The amusing thing about this quote is that Tesla is somehow telling (presumably Panasonic) how to do mass manufacturing. That is telling in itself – the rookie telling the amateur.

Also in our report we noted that no single mainstream auto supplier is on Tesla’s deck which tells us how little faith they have in the company. Auto suppliers run on the smell of an oily rag and after so many bad experiences won’t accept dealing with auto makers who may jeopardize their own future. Recall how many auto suppliers almost went to the wall (many were in Chapter 11) after the tech bubble collapse at the turn of the century.

Tesla expects capex of $1 billion in Q4 which is mainly for milestone payments on Model 3 production equipment and Gigafactory 1. So cash burn continues.
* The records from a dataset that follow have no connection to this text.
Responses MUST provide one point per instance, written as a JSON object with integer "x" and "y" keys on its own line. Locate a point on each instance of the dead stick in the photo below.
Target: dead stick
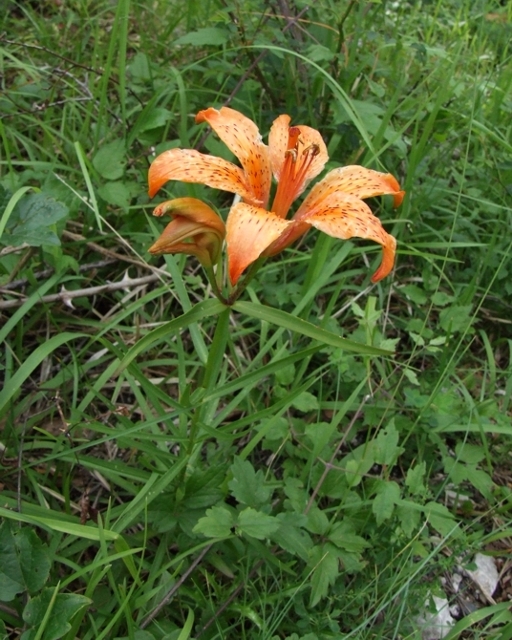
{"x": 65, "y": 296}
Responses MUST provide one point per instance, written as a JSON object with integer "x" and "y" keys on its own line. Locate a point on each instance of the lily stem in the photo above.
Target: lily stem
{"x": 243, "y": 285}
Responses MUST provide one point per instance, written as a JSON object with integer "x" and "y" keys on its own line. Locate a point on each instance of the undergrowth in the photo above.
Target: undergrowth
{"x": 173, "y": 469}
Tesla promised to redirect “our best engineering talent to fine-tune the automated processes and related robotic programming…and we are confident that throughput will increase substantially in upcoming weeks and ultimately be capable of production rates significantly greater than the original specification.” What??? Why weren’t the engineers working on that before. The whole point of mass production is to stamp out the bugs before a conveyor belt is turned in anger. Tesla, true to rookie form is doing everything back to front.

Are investors starting to see through the charade? Shares were pounded 5% after market. Although some may draw comfort from better Tesla S & X production, Model 3 looks like a nightmare of Halloween. Maybe the next capital raising can be called “trick or treat”!